Leader of nation-wide heroin and cocaine distribution ring receives 188-month sentence.
Indianapolis – United States Attorney Josh J. Minkler announced today the sentencing of an Indianapolis night club manager for conspiracy to distribute heroin and cocaine, distribution of heroin and cocaine, and conspiracy to commit money laundering. Pierre Burnett, Jr., 44, manager of Epic Ultra Lounge (formerly Tantrum), was sentenced to 188 months imprisonment by U.S. District Judge Tanya Walton Pratt in federal court.
“Gone are the days when criminals could cloak their drug trafficking activity behind the anonymity of the Dark Web,” Minkler said. “Our office is committed to ferreting out and prosecuting individuals engaged in cybercrime in all its many forms.”
What began as an investigation into drug trafficking on the Dark Web led to the ultimate arrest and conviction of Burnett, a/k/a “Doe,” the leader of a major heroin and cocaine distribution ring in the Indianapolis area and elsewhere. In October 2013, federal law enforcement agencies shut down the Dark Web site Silk Road. Through a joint investigation by Drug Enforcement Administration (DEA), U.S. Postal Inspection Service (USPIS), and Internal Revenue Service (IRS), law enforcement learned that Lee Gray, a Camby, Indiana, resident at the time, was selling heroin and cocaine in exchange for bitcoins on Silk Road, and later other Dark Web sites such as Black Bank. Gray shipped the drugs to customers located throughout the United States using the U.S. mail. Gray then laundered his bitcoins using foreign bitcoin-exchange companies to wire U.S. currency into multiple bank accounts in his own and other names. He also sold bitcoins on the Dark Web to other users in exchange for cash that the other users mailed to him.
Gray was indicted on July 7, 2015, and pleaded guilty on December 22, 2015, to conspiring to distribute heroin, possession with intent to distribute heroin, and money laundering. He will be sentenced on October 4, 2017, before U.S. District Judge Sarah Evans Barker.
Gray obtained his supply of heroin and cocaine from Burnett. From at least 2012 through August 18, 2015, Burnett obtained heroin and cocaine directly from a Mexican source of supply, and would pay the Mexican source by delivering large bags of money to Mexican couriers. Burnett distributed the drugs to drug distributers, including Gray and Alan Duncan (a/k/a “Al Gore”), another drug distributor in the Southern District of Ohio, who sold these drugs within and outside of their local communities. Gore received a sentence of 150 months imprisonment in Ohio. Burnett is responsible for distributing at least 17 kilograms of heroin and 25 kilograms of cocaine during the course of the conspiracy.
This case highlights the collaborative efforts by multiple organizations.
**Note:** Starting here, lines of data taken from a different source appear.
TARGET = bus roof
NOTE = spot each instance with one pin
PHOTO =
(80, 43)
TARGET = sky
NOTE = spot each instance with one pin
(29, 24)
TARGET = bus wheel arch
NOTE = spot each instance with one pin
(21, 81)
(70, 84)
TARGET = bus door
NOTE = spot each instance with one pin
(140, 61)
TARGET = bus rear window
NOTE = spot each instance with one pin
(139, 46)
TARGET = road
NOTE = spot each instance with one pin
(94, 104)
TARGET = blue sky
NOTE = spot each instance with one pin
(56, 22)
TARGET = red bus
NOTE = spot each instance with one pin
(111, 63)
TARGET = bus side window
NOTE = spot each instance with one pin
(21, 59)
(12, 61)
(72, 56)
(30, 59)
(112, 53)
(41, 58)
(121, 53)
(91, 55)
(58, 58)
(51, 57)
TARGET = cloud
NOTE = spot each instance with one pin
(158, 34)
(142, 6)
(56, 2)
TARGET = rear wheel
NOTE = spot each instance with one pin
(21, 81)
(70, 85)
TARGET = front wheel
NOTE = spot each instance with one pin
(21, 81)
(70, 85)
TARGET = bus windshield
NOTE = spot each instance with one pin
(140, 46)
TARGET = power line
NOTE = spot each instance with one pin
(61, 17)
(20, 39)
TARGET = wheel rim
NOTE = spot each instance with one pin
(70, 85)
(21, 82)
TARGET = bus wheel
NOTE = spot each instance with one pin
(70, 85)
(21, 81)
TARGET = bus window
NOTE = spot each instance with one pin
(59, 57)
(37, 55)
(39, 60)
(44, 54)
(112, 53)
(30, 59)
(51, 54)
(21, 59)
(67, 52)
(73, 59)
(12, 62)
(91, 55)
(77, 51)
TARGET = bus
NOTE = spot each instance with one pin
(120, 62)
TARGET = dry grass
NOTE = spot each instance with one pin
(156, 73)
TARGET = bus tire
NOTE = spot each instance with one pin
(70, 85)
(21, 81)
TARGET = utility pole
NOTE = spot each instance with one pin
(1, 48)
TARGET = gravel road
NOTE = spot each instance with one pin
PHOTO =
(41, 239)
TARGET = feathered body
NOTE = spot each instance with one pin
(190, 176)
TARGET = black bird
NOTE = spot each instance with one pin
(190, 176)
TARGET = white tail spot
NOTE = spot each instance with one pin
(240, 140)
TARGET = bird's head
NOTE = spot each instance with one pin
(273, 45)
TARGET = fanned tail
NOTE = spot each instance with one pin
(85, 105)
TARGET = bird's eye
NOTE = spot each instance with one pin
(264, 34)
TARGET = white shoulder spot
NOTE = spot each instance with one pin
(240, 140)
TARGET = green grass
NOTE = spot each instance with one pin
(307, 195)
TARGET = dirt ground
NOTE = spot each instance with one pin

This case was investigated by the Drug Enforcement Administration (DEA) Indianapolis Office, United States Postal Inspection Service (USPIS) and the Internal Revenue Service (IRS). The U.S. Attorney’s Office for the Southern District of Ohio and the DEA Dayton Office assisted in the investigation.
“DEA is committed to saving lives by identifying, disrupting and dismantling those criminal drug organizations who poison our communities with heroin and fentanyl,” said Greg Westfall DEA Assistant Special Agent in Charge. “DEA will exhaust all resources and work with our partners to bring those to justice who try and find ways to elude law enforcement detection to hide their criminal activities. Law enforcement and other partnerships working together will prevail.”
“The U.S. Postal Inspection Service takes very seriously its mission to deter the illegal use of the mails for any criminal activity,” said Acting Special Agent in Charge Cynthia Mormon, Detroit Division. “These crimes negatively impact each and every community and household, and we stand committed to working together to identify, investigate and bring to justice those who would attempt to mask their criminal activity through the use of the mail thereby violating the sanctity of the seal.”
According to Assistant United States Attorneys MaryAnn T. Mindrum and Cindy J. Cho, who prosecuted this case for the government, Burnett must serve five years of supervised release following completion of incarceration.